While the Singaporean government has encouraged the establishments of more farms, not many of them survived long term.
“I’ve always advocated that if farmers really wanted to get into this business, they need to have a strategic partner, like a distributor. Otherwise, you’ll be able to grow crops, but you won’t be able to fulfil these orders at scale,” Poh told AgTechNavigator.
Artisan Green gets around these issues because Poh also owns a food distribution business.
“In our case, we just so happen to operate a food distribution company alongside our farm. This allows us to efficiently market and distribute our products. For example, a single box of microgreens might sell for $8, but instead of delivering just one box at a time, we collect multiple orders from the farm.
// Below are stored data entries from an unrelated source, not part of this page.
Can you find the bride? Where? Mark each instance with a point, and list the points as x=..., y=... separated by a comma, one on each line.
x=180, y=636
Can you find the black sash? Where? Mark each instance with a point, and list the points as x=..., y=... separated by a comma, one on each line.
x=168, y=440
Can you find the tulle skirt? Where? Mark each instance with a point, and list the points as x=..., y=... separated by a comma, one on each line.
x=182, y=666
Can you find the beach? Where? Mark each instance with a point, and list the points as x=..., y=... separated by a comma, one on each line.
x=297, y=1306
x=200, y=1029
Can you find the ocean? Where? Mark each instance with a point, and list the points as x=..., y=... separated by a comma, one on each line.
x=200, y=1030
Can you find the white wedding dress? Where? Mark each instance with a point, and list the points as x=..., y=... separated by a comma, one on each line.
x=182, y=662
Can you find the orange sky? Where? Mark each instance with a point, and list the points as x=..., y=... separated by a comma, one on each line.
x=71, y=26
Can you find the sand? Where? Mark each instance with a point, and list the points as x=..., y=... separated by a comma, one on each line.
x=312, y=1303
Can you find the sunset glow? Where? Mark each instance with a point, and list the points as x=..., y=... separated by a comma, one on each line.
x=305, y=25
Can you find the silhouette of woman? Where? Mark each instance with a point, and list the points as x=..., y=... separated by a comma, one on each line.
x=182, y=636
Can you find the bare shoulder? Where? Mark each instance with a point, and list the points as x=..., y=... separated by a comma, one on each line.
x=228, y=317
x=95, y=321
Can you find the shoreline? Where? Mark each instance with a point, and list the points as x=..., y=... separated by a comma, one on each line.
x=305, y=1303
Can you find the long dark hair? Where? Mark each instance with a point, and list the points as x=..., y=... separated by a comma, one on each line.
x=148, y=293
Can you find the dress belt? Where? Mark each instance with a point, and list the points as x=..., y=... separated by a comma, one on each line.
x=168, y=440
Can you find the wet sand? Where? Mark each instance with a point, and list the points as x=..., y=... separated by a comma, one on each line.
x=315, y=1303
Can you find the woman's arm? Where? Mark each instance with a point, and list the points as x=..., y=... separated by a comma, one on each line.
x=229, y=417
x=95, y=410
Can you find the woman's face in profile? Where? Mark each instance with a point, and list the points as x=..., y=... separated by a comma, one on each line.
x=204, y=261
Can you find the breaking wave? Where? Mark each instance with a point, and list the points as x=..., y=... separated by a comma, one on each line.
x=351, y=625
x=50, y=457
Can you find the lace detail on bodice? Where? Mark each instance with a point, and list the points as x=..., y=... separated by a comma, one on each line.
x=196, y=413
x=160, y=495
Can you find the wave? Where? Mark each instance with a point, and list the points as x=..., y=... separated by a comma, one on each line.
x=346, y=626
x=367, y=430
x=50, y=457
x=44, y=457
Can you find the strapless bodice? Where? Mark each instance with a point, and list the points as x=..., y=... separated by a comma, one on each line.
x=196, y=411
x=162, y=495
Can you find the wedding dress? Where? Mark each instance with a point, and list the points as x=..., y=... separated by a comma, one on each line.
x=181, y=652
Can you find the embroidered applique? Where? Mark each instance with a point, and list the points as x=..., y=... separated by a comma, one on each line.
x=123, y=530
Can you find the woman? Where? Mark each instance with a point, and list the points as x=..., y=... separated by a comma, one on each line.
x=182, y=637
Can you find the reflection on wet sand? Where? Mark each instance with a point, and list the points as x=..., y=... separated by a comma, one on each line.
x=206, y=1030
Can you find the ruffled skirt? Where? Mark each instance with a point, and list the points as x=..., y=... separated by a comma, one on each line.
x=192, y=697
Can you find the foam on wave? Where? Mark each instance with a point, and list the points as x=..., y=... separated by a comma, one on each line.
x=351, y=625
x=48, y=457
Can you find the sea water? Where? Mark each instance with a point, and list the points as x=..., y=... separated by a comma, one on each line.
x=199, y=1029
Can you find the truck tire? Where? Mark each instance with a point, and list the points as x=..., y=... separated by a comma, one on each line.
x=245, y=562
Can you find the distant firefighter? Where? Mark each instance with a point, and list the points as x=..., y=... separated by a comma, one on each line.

We consolidate them at our warehouse and handle centralised distribution.
“The advantage is that our average order isn’t just microgreens—it includes meats, seafood, and other products, increasing the overall basket size and making logistics more cost-effective."
Artisan Green produces leafy greens like baby spinach, herbs like coriander, as well as microgreens for the food and beverage sector.
It currently operates a 300sqm indoor farm in Kallang, on the fringes of central Singapore and is set to expand to a 2-hectare site by the end of 2025.
“Because of our space, we can’t produce as much as we want. And we have a reverse problem from other farms in that our demand is more than our supply. We’re getting that solved with more space,” said Poh.
In addition to new a new site, Artisan Green has partnered with global tech giant Siemens to build a platform that would allow it to digitise its processes.
“There’s a lot of science involved in terms of mixing the nutrients, how much to dose, lighting hours… These crop protocols will be digitised on the platform. We’ll gave crop recipes on this platform. So basically, from a seedling stage all the way until harvesting, and whether it’s a cut and regrow kind of crop, it’s all stored in this platform. We do the research this one time, and then after that, we upload the entire process of how it grows in this platform, and it executes it without us having to monitor it in future.”
The initial investment for this expansion is roughly S$15 million and the company is projecting and annual revenue of S$14million in the first year.
Poh declined to comment on the firm’s current revenue.